We can split a String into parts using a token, which in this case is a space:
String str = 'Foo Bar Force'; List<String> parts = str.split(' '); system.assertEquals(3, parts.size()); system.assertEquals('Foo', parts[0]); system.assertEquals('Bar', parts[1]); system.assertEquals('Force', parts[2]);
However, the following example, using “.” as a token will fail:
String str = 'Foo.Bar.Force'; List<String> parts = str.split('.'); system.assertEquals(3, parts.size());
System.AssertException: Assertion Failed: Expected: 3, Actual: 0
This is because the token is actually a regular expression, and some characters, like “.” have a special meaning within a regular expression.
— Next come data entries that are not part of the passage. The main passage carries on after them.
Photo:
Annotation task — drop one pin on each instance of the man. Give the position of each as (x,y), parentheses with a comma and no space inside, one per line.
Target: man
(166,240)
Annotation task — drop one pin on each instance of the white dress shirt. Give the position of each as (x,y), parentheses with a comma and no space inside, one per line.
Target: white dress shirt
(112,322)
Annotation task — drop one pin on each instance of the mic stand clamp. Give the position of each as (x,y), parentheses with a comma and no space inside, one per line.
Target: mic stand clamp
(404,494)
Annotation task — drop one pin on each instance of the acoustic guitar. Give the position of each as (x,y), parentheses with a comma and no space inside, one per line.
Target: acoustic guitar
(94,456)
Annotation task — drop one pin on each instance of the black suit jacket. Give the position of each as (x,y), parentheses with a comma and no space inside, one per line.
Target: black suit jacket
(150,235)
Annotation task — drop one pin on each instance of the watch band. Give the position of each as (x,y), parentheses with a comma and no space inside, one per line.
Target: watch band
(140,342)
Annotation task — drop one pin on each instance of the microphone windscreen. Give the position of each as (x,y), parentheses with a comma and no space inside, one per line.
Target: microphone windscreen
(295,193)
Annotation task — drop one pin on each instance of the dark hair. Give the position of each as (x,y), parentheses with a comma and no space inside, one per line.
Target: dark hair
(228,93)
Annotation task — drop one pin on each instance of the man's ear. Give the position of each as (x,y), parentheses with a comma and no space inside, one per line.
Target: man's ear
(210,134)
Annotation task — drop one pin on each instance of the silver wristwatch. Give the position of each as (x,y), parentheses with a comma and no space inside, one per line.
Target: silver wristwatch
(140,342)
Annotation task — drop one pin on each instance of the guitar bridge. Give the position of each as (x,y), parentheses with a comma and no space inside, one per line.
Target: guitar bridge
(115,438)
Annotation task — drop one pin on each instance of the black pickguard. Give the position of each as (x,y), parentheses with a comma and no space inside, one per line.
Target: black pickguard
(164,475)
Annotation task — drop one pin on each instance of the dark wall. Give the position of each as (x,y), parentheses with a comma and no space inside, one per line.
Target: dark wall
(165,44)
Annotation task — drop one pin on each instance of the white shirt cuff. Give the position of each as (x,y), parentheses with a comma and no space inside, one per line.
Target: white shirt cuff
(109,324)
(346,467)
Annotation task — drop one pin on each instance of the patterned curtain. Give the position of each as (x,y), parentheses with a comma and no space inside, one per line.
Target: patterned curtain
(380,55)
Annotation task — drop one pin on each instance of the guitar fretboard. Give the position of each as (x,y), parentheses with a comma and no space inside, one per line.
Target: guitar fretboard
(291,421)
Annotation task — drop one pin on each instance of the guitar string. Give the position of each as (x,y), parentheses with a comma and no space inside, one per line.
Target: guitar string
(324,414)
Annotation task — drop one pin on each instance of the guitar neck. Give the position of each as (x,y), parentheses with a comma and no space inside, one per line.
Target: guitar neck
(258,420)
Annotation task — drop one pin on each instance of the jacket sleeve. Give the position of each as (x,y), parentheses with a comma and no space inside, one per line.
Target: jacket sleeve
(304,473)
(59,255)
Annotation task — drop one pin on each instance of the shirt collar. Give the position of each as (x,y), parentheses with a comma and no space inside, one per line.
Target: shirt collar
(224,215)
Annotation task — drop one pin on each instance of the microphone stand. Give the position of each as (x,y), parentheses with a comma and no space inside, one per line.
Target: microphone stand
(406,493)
These special characters will need to be escaped with a backslash if they are to be treated literally – as is our intention.
However, by adding a backslash the following will actually fail to compile:
String str = 'Foo.Bar.Force'; List<String> parts = str.split('\.'); system.assertEquals(3, parts.size());
Invalid string literal ‘\.’. Illegal character sequence ‘\.’ in string literal
Backslash itself is a special character in Apex String literals, and so it needs to be further escaped with an additional backslash. Finally, the following gives the desired result:
String str = 'Foo.Bar.Force'; List<String> parts = str.split('\\.'); system.assertEquals(3, parts.size());
You have to think of this as a two stage process. In the first stage Apex interprets the literal string, in the second stage the regular expression is evaluated from the results of the first stage.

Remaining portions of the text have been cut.